I am all about equal rights and getting rid of racism. I am very passionate about people being treated like equals. I hate it when someone treats someone else less than human because of something they cannot control. I am all about fighting for justice and stuff like that.

But I am not going to let small minded people offend me. I am not going to let stereotypes define me. I am my own person. I don’t have to be asian or american. I can’t help what I look like on the outside but I can be whomever I want to be on the inside. I’m not saying this to make people walk on eggshells around me. I’m saying this so that I don’t let things like that offend me so go ahead and joke around about my race, I don’t care. I only care if you intend to do it to hurt people, to make them feel like less of a human being. I will only get angry if you say things like that because you believe you are better than them.

So when your friends make a joke about how small your eyes are or what kind of food you should like, just laugh it off. It’s not you, it’s them. Just know that you are better than a stereotype, you are your own person, you define yourself. You are whomever you want to be. Don’t let stupid comments break down who you are. Don’t let small minded people get into your head. Just accept yourself as undefinable to society. Be different. I’ve learned to let go of the anger and hatred. I learned to laugh at myself and I think that’s an important part in life, to be able to laugh at yourself, to be comfortable enough with yourself that little comments don’t hurt you anymore. I am a very weird person, I am super awkward and strange all the time. I don’t mind it. It’s just who I am. I am proud of my heritage and my nationality. I am proud to know two different languages. I love Korea, Qatar and America. I love where I am from and where I am now. It might’ve taken a long time to get here and there might still be parts of me that are trying to accept who I am but I want you to know that it’s not easy but it’s possible. Just be happy with who you are and your little quirks. Just accept yourself for not being perfect.

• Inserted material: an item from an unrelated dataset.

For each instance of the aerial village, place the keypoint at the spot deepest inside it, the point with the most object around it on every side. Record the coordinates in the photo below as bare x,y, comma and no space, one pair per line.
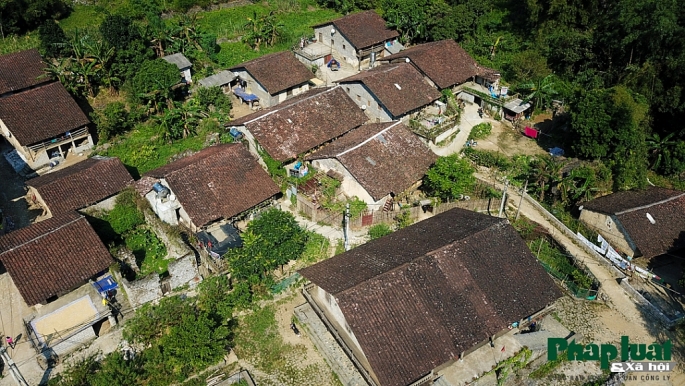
361,211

Perfection is boring anyways. I love who you are and you should too. I don’t love you because I think you are perfect and there’s nothing wrong with you, I love you because you are different, you have flaws and you make mistakes. I love you because you’re human and you aren’t a stereotype. I love you for who you are not who they think you should be. As cheesy as this is, I love you for you. I just hope that you will love me in the same way too.

But seriously, look how disgusting these fries look with purple ketchup. Why would you ever be excited about this?